Ben Taub runs at 150% capacity and to put things into perspective - it's a bit bigger than the ER at County General.* But man, Houston is so ghetto. In the 4 hours that I was there, there were 2 GSWs, a few stabbings, and one person that got run over (maliciously..).

More importantly, I got to start a few IVs. I feel sorry for my first IV patient though. I haven't treated patients in a long time and it's really something to hear "Ok, you watch this one, and the next one is yours." 10 minutes later, the nurse was handing me a chart to call a patient back to the IV area - NVD symptoms, and I was looking at her and I felt a little sorry for the short period of pain that was coming.

It's good to just stick in the lancet and get it over with. I was going slow, so she was squirming in pain the entire time. The nurse told me to stick it in there and flip the catheter forward. I have to admit, it was satisfying seeing that flash of blood** through the proximal portion of the lancet, indicating a good cannulation. Those NEJM videos really do no justice to the initial difficulty of starting an IV.

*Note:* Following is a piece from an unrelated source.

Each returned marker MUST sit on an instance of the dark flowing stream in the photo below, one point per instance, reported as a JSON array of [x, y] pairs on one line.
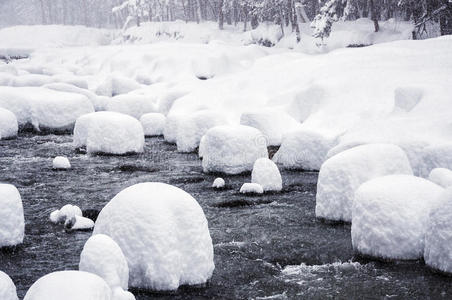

So many things can go wrong. Put on some gloves, take out the J-loop, flush it with saline, lay it on a piece of gauze, take out the 20 guage, unsheath the cap, loosen the catheter, lay it on a piece of gauze, take out an alcohol pad, identify a vein, rub the area with alcohol, wait for the vein to appear or be able to feel it, find a straight segment in the vein (or make one by pulling on the skin), insert the lancet along the straight segment, keep inserting until you see the flash of blood, push the lancet 1-2mm along the vein, flick the catheter forward, compress the vein proximally, affix the J loop to the vein, flush with saline to confirm a good cannulation --> ending steps.

It takes practice. The great thing about it is, there's a clinical/basic science reason to each one of these steps and you can think about it all you want, but until you really start doing the procedure, you have no idea what they *really* are.

The subsequent IVs were better and I was promised an arterial stick next time. Smaller and deeper vessels.

I also learned how to do an EKG and a quick interpretation of it. The attendings kick ass. A 20 minute explanation and she doesn't even know who I am. Which, if you think about it, is pretty cool, in that they're willing to teach anyone.

My next shift is Saturday early morning, midnight to 4am. Bring it.


*: If you don't know what I'm talking about, google it. Then watch all 15 seasons.
**: Serial-killer-ish. "Do no harm" becomes "Do more good than harm".